Many school systems in the U.S. and other countries have Irlen screeners. In some school systems, all students referred for special education must be screened for this syndrome. There are more than 80 Irlen diagnostic centers around the world. Irlen Syndrome is recognized by Recordings for the Blind, college testing organizations (ACT, SAT) and other organizations.

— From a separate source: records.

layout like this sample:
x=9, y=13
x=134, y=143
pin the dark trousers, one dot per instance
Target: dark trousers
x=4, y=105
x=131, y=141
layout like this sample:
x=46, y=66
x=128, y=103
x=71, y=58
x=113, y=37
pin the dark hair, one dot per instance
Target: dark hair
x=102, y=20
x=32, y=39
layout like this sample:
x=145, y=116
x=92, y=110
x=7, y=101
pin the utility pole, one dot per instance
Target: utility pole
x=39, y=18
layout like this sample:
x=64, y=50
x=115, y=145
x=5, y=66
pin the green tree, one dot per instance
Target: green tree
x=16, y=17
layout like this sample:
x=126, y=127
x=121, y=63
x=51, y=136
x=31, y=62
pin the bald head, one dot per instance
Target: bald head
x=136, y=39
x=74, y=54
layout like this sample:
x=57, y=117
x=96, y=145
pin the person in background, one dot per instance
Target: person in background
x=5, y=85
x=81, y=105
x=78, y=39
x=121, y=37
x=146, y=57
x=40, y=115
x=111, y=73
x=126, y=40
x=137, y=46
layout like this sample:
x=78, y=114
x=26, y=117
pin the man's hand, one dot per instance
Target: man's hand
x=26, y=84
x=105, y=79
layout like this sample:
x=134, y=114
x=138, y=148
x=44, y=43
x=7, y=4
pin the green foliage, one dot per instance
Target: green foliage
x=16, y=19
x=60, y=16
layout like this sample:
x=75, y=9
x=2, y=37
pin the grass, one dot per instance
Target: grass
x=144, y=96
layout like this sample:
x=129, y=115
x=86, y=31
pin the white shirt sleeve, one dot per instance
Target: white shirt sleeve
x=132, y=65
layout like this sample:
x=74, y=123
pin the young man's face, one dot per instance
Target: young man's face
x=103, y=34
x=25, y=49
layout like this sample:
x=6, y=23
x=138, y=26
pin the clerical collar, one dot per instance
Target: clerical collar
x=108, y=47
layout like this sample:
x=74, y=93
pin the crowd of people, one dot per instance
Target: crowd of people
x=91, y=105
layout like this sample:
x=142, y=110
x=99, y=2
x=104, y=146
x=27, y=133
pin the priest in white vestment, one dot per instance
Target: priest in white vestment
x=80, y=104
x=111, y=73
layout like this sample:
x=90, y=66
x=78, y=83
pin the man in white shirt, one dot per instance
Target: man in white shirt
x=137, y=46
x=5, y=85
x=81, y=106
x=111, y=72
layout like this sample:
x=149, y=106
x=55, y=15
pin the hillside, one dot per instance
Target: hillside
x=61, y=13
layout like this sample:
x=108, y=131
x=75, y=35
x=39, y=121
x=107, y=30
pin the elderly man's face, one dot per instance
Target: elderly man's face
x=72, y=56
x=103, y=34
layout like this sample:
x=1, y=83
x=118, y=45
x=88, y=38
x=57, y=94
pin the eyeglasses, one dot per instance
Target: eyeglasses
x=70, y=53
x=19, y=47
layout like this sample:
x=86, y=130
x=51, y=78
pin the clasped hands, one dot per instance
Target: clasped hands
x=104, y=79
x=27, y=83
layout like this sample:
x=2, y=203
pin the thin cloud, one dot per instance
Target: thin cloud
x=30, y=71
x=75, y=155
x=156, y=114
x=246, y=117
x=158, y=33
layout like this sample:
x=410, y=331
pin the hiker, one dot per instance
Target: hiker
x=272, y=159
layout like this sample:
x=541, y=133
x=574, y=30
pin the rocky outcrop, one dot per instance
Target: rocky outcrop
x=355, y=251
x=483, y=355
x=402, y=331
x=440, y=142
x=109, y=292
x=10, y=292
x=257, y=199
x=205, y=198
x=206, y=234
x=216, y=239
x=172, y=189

“We’d like to see more educators, parents and legislators become more aware of this syndrome,” says Gasser. Treatment can help affected students be more successful in school and affected employees be more successful at work, she says. Treatment also can cut special education costs, increase graduation rates, cut down on unemployment, improve the quality and productivity of the workforce and cut down on sick time from headaches and other Irlen-related symptoms.
Without Irlen treatment for Ryan, his mother says, school likely would have become increasingly difficult and his higher education future and career possibilities would have been limited by his reading and math problems, and the headaches and strain. As it is, his future looks bright. His grades rose in fifth grade, thanks to his Irlen lenses.
Ryan enters sixth grade at Waunakee Intermediate School this fall. He’s the kid proudly wearing the tinted glasses and toting books above his grade level—books with small print and lots of pages. Fuzzy pages and headaches are a thing of the past when he’s wearing his Irlen lenses.
A vision test by an optometrist or ophthalmologist is recommended before Irlen screening.